Quando eu tinha vinte e pouco anos, o Volkswagen Santana era o carrão dos ricos. Recém lançados, os poucos que tinham, chamavam atenção. Ao sol da meia tarde de verão, na pacata rua da pacata cidade, vi passar, reluzente, aquele Santana azul marinho. Primeiro, desejei-o, em seguida espantei-me! Vi que o possante era dirigido por um senhor negro.
“Como assim? Deve ser roubado! Ou, deve ser o motorista de algum bacana.”
Pensamentos adestrados no canil do preconceito.
Espantei-me com meu espanto. Eu acabara de perceber que era racista e preconceituoso. Um turbilhão de lembranças invadiram minha mente. Quantas vezes ouvi de conhecidos mais velhos seu asco, justificado pelo Darwinismo social, pelos negros. Lembrei das vezes em que presenciei cenas “normais” de separação de pessoas em grupos de acordo com a paleta de cores e classes sociais.
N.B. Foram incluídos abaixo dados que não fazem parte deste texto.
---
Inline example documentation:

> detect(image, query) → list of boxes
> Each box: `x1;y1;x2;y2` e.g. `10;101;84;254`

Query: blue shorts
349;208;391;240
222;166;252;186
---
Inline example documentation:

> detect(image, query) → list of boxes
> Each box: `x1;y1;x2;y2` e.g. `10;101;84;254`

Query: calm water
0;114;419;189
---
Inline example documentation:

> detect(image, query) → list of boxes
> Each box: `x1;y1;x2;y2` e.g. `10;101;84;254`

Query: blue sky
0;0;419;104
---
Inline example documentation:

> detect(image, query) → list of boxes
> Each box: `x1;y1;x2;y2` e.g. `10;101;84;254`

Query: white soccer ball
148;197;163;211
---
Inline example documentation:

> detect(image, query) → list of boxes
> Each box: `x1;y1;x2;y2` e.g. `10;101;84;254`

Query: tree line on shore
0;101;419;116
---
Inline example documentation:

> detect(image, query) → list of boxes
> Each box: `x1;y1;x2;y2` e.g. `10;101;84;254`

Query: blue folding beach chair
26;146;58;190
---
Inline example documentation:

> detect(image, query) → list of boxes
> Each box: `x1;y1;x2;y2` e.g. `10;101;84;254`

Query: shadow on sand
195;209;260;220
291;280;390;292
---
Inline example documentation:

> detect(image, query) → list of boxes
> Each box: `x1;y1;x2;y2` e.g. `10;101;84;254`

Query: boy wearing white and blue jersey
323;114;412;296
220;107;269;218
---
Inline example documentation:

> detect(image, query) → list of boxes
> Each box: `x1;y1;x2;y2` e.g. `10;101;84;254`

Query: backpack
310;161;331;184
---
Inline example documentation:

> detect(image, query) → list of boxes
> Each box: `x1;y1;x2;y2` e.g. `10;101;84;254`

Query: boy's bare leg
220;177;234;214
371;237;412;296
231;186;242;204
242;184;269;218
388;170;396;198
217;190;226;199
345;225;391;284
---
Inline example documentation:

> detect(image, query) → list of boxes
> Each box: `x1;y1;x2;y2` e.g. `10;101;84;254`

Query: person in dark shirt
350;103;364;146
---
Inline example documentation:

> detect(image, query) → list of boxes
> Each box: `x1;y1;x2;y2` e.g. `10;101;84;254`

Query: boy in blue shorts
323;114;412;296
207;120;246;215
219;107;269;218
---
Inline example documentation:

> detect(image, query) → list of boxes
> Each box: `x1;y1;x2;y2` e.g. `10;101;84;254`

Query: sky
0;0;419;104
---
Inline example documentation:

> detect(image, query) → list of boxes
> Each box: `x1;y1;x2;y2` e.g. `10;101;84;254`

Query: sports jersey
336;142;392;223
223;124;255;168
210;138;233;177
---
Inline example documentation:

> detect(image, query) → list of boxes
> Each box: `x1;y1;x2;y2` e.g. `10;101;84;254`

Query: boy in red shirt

Das dezenas, melhor, centenas de vezes que ouvi “fez trabalho de negro” quando um branco fazia algo mal feito. Do nojo, expresso sem cerimônias, quando uma mulher branca se casava com um afro. Lembrei também de como colegas de escola negros e um, que teve a coragem de se assumir gay, eram tratados. Vi o que se tornaram. E das piadas de Hitler, judeus e africanos. Tudo muito inocente, brincadeiras que moldaram minha mente até ela culminar no espanto com o motorista negro no carrão de brancos.
Nessa época, o preconceito já era sutil nas cidades, mas nas comunidades do interior, ainda evidente e declarado, estimulado pelo espírito de grupo e por uma espécie de bairrismo que servia para dar um verniz na grossa casca de racismo cultivado por gerações. Eu estava nesse caldo e devia ficar atento aos resquícios de intolerância que o ambiente me imprimia.
O Santana afastou-se e eu fiquei parado, me enfrentando, encarando uma face nojenta recém revelada num ato falho íntimo, em frente ao espelho da minha consciência. Foi como se descobrisse que eu era alcoólatra ou viciado. Precisava encarar o problema, me conscientizar e lutar todos os dias contra a doença.
Desde então tento olhar para as pessoas com transparência. Os maltrapilhos, os mal vestidos, os tatuados, os cabeludos, os viados, os artistas vagabundos, os esquisitos, os mal letrados, os alemães azedos, os favelados, os vileiros… São tantos rótulos, tantos envoltórios que servem para catalogar cada um no seu espaço na gôndola. Quero ver só pessoas. Eu tento, mas às vezes julgo. E percebo. E lá está o garoto de vinte e poucos anos parado na calçada.
Nesses momentos visualizo o Santana azul e repito: “Eu ainda sou preconceituoso, mas só por hoje. Amanhã, menos.”